To read original PDF of the print article, click here.
Configuration Management Tips
Allan G. Folz
Whether you're just getting started with version control techniques or an old pro, this article has some good suggestions for you to improve your overall plan.
Many organizations have adopted the use of source configuration management (SCM) tools. While having the right tool for the job is the mantra of professional mechanics everywhere, knowing how to use the tool is equally important. Hammers, screwdrivers, and wrenches are largely self-explanatory; such is not the case with SCM tools. This article will review how SCM delivers higher quality software and aids developers working together; show how it should be used to gain maximum advantage; and how it fits into the bigger CM picture.
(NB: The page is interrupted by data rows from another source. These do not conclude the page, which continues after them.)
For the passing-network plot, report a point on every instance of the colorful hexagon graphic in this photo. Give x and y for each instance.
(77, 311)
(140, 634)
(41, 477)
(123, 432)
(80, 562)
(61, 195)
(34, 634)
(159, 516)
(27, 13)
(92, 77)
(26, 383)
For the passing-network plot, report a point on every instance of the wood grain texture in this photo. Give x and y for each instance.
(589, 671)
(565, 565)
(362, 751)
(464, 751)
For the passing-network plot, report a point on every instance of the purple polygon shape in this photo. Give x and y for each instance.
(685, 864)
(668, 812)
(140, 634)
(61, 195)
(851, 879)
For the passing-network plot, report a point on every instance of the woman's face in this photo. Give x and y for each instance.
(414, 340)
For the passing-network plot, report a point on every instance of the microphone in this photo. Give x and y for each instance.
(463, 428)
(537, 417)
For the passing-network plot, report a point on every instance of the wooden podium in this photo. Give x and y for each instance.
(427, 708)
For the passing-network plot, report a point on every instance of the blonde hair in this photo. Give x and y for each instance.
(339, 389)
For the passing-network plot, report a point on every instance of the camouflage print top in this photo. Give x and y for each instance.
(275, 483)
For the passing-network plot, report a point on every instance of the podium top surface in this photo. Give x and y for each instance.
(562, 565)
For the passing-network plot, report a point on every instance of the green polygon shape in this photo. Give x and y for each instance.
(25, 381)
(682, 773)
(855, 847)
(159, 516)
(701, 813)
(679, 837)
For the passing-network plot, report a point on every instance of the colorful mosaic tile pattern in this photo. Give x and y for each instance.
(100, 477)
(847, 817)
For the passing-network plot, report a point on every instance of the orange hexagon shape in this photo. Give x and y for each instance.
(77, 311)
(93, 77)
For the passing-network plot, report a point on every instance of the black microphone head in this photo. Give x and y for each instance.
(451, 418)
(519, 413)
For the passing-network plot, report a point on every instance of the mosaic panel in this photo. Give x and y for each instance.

SCM and the development effort
As an embedded engineer, I have had countless experiences where a new bug is discovered when trying out some feature that is in the process of minor tweaking. Often, the question asked is, “did something on the hardware break or has my software introduced a new bug?” Pre-development (or prototype) hardware is error-prone and very sensitive. When things go wrong or new bugs are discovered, you can't be sure if the hardware is somehow to blame or the software is at fault. This is particularly true when a unit stops responding altogether. By having the ability to back up and try a previous, “known-good” executable, you can quickly determine whether the hardware or software is at fault.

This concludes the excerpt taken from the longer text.